Lincolnshire County Council plans to drastically reduce its carbon emissions
Lincolnshire County Council (LCC) says is to set in motion plans to reduce its carbon emissions by more than 95 per cent over the next 30 years.
The authority’s full council will on Wednesday examine initial evidence on the potential solutions to tackle climate change after a motion in May committed to make its activities carbon neutral by 2050.
The council will next year produce a detailed ‘Green Masterplan’ on how it will achieve its aim, along with boosting biodiversity and nature.
LCC officers have suggested six initial projects focusing on de-carbonisation of transport, property improvements, energy usage and involving the authority in the generation of energy.
However, officers will also say that five Government policies will already affect LCC’s emission levels by around 88 per cent.

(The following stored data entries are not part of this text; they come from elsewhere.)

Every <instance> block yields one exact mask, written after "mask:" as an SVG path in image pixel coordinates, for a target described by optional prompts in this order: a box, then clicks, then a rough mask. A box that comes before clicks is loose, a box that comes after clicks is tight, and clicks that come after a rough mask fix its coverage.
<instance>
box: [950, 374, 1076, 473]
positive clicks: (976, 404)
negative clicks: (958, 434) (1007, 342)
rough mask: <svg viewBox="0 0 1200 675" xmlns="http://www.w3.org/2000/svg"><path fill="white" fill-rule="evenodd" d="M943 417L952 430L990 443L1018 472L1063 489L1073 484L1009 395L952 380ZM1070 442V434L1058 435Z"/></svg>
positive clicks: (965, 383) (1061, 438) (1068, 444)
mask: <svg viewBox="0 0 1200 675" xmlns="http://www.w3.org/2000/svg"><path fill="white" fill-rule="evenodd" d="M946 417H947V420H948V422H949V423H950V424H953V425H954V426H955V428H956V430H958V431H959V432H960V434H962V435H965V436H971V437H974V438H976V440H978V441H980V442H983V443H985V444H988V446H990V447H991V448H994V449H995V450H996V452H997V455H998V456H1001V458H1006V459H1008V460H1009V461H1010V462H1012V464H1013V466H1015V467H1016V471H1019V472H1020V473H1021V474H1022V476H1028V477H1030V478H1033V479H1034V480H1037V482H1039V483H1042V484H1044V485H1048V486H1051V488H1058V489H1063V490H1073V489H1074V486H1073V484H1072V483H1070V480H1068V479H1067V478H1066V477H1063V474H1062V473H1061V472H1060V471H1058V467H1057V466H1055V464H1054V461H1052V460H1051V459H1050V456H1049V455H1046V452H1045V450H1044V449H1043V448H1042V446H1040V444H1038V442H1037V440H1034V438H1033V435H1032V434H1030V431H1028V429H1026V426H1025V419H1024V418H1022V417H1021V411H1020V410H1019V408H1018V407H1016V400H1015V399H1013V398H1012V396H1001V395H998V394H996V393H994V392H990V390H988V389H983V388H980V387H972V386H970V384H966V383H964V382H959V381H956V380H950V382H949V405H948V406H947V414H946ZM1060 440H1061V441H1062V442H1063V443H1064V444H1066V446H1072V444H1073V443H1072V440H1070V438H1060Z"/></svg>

These include improvements to energy efficiency, changes to its vehicles, including HGVs, to be low carbon and a restriction of new builds being connected to natural gas grids after 2025.
The authority has already reduced its CO2 usage by 40 per cent between 2008-18 and a further 20 per cent already in 2019. If the council carried on with business as usual, it would remain reduced by 44 per cent, having decreased from 22,526tCO2e to 12,510tCO2e.
However, it indicates, if it moves ahead with both Government policy and its own projects, the figure could reduce to 1,098tCO2e by 2050 – a decrease of more than 95 per cent.
According to data in the report this will put it in the lower half of the United Nation’s Paris Agreement targets, which aim to cut global warming to between 2C and 1.5C.
Officers note that the authority already helping a number of district authorities to “understand their own carbon baseline and activities that will help reduce emissions” as well as work proactively with Government departments.
In May, county councillors rejected a call to declare a climate emergency, but made a commitment to becoming carbon neutral by 2050.
Extinction Rebellion campaigners at the time said the move was “not good enough”.